Purpose
This study aimed to compare the surgical outcome of inferior oblique myectomy, IOM versus inferior oblique recession–anteriorization, IORA in the treatment of inferior oblique overaction, IOOA.
Patients and Methods
A retrospective chart review was performed over a 12-year period, from 2009 to 2021. Eighty-nine patients diagnosed with IOOA who underwent IOM or IORA were included. The primary outcome was postoperative residual IOOA (grade 0 to +4) and percentage favorable outcome, defined as IOOA grade ≤1+ at 6 months post operation, in each group. The outcomes were compared between the two surgical procedures (IOM and IORA). The secondary outcome was the percentage of postoperative anti-elevation syndrome cases for each surgical procedure.
Results
The median age at the time of surgery was 10.50 years (interquartile range, IQR: 2.83 to 28.33) in the IOM group and 5.08 years (IQR: 2.75 to 29.42) in the IORA group.
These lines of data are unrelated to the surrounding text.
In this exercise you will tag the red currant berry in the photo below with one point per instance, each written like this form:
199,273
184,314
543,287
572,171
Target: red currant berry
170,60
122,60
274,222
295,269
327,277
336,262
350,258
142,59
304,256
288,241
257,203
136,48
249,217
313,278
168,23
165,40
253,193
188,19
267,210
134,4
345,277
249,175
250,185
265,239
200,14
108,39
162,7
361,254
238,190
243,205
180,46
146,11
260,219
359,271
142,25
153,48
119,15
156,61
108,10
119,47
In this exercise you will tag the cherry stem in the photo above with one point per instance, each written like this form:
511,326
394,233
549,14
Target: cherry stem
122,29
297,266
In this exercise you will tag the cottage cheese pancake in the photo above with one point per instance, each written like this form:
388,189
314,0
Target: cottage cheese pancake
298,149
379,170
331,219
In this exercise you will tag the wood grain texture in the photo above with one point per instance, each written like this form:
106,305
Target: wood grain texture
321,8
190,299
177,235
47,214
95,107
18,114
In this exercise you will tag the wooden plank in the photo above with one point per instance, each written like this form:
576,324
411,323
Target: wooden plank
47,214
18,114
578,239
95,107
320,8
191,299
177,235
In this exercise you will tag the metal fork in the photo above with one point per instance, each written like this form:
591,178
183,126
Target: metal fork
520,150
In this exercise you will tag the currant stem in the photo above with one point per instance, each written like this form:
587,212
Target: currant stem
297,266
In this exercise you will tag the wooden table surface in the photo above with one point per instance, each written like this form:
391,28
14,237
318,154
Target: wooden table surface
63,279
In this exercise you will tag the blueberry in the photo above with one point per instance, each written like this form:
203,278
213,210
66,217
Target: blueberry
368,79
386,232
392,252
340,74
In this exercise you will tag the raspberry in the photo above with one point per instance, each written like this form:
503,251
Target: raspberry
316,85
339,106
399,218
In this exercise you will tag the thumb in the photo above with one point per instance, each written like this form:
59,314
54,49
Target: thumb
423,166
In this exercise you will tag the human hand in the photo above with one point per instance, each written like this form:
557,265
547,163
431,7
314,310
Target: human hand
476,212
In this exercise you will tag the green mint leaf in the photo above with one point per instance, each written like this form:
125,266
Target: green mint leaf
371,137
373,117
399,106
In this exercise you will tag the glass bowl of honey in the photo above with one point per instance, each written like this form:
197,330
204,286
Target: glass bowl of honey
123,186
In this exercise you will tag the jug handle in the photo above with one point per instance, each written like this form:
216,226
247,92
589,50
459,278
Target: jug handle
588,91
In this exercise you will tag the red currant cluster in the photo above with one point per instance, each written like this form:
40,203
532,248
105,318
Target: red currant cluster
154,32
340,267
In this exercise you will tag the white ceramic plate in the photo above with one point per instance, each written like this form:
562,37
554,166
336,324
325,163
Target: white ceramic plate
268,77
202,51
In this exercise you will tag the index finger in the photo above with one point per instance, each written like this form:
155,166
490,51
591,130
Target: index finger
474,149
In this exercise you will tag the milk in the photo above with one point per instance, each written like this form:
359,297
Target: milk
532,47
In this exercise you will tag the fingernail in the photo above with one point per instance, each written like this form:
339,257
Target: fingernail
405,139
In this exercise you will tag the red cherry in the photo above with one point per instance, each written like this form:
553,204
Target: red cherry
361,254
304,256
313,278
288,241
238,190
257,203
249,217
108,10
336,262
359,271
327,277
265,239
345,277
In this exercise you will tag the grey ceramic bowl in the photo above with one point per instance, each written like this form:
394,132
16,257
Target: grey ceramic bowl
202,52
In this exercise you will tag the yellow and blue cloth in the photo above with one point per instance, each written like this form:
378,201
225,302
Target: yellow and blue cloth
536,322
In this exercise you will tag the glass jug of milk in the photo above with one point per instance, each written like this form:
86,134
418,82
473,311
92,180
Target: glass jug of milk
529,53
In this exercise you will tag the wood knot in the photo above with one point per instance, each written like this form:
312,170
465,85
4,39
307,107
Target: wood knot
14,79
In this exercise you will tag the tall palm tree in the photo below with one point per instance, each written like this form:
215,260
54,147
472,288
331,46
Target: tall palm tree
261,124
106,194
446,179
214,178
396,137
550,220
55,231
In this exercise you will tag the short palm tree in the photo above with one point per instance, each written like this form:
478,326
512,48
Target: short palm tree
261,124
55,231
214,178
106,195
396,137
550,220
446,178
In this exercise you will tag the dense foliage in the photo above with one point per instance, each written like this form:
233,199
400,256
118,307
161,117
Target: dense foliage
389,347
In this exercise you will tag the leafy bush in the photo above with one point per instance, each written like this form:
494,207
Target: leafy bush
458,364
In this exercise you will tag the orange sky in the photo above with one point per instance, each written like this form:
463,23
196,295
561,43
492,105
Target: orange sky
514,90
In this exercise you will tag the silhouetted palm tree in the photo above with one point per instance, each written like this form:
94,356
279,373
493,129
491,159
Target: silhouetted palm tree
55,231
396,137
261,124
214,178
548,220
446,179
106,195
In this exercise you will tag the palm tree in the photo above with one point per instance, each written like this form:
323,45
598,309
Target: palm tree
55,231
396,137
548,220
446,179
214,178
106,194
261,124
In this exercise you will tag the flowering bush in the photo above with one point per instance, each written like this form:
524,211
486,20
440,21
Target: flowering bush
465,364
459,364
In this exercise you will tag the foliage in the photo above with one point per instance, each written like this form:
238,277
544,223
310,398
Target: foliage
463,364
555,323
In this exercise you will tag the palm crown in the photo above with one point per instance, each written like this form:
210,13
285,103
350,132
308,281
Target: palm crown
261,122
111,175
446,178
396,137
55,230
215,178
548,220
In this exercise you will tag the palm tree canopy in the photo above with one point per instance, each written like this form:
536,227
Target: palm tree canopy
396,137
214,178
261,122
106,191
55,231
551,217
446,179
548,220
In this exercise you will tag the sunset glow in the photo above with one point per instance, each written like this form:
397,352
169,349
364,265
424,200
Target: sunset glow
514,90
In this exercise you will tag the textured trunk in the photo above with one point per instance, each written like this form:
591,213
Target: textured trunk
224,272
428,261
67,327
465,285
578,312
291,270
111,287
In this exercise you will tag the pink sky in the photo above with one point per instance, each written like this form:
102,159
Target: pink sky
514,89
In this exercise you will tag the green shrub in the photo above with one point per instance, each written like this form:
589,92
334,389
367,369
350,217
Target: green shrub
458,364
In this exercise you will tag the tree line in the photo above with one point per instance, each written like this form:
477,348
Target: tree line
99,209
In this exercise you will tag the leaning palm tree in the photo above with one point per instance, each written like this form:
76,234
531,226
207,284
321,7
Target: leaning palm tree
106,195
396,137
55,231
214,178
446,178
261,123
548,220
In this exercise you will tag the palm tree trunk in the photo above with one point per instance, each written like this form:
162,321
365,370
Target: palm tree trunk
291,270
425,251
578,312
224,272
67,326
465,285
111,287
The favorable outcome at 6 months was 90.91% in the IOM group, which was lower than the 95.74% in the IORA group but the difference was not statistically significant (P-value = 0.390, 95% CI: 0.07–2.82). The only surgical complication, anti-elevation syndrome, was detected in 3.77% of IOM cases and 5.80% of IORA cases, with an odds ratio of 0.64 on comparing the IOM group to the IORA group (P-value = 0.611, 95% CI: 0.11–3.62).
Conclusion
These two weakening procedures are effective for treating IOOA. Although IORA seemed slightly superior to IOM in terms of favorable outcomes, the difference was not statistically significant. Moreover, the myectomy procedure was easier, was less time-consuming, had a lower risk of globe perforation and presented fewer complications such as anti-elevation syndrome.